Ensuring the offline reliability and online safety of reinforcement learning agents
Abstract: Reinforcement Learning (RL) agents can solve general problems based on little to no knowledge of the underlying environment. These agents often learn through experience, using a trial-and-error strategy that can lead to practical innovations, but this randomized process might cause undesirable events. Safe RL studies how to make such agents more reliable and how to ensure they behave appropriately. We investigate these issues in online settings, where the agent interacts directly with the environment, and offline settings, where the agent only has access to historical data. We develop new RL methods that exploit prior knowledge about the structure of the problem. In particular, we consider factored problems, where the dynamics of each state variable depend only on a small subset of variables. Exploiting this structure, we propose reliable offline algorithms that can improve the policy using fewer data and online algorithms that comply with safety constraints while learning. Besides safety and reliability, we also touch on other issues preventing the deployment of RL to real-world tasks, such as partial observability, generalization and high dimensional data.

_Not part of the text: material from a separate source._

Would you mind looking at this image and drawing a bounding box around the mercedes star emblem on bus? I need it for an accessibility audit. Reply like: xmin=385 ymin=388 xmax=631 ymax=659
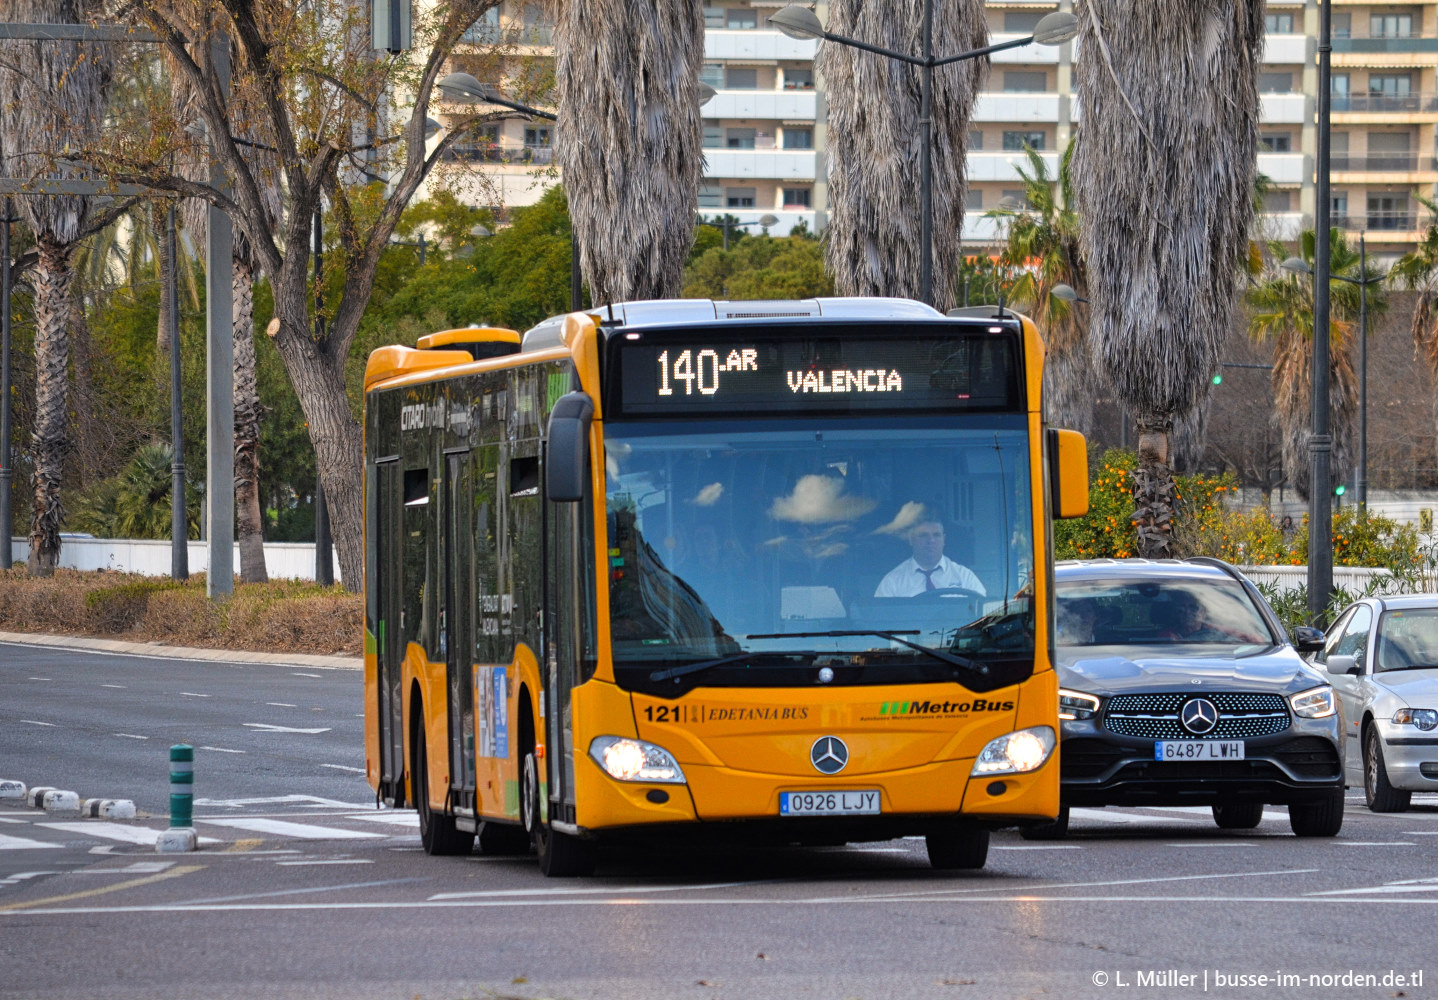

Bio: Thiago is a PostDoc researcher with the Department of Software Science (SWS) at Radboud University Nijmegen advised by Dr. Nils Jansen. Previously, he was a Ph.D. candidate within the Algorithmics Group at Delft University of Technology, advised by Dr. Matthijs Spaan. His research interests lie primarily in the automation of sequential decision making, focusing on reinforcement learning.
He obtained his M.Sc. degree in artificial intelligence from the Instituto de Matemática e Estatística at Universidade de São Paulo under the supervision of Prof. Leliane N. de Barros and a bachelor degree in computer science at the Departamento de Ciência da Computação at Universidade Federal de Lavras.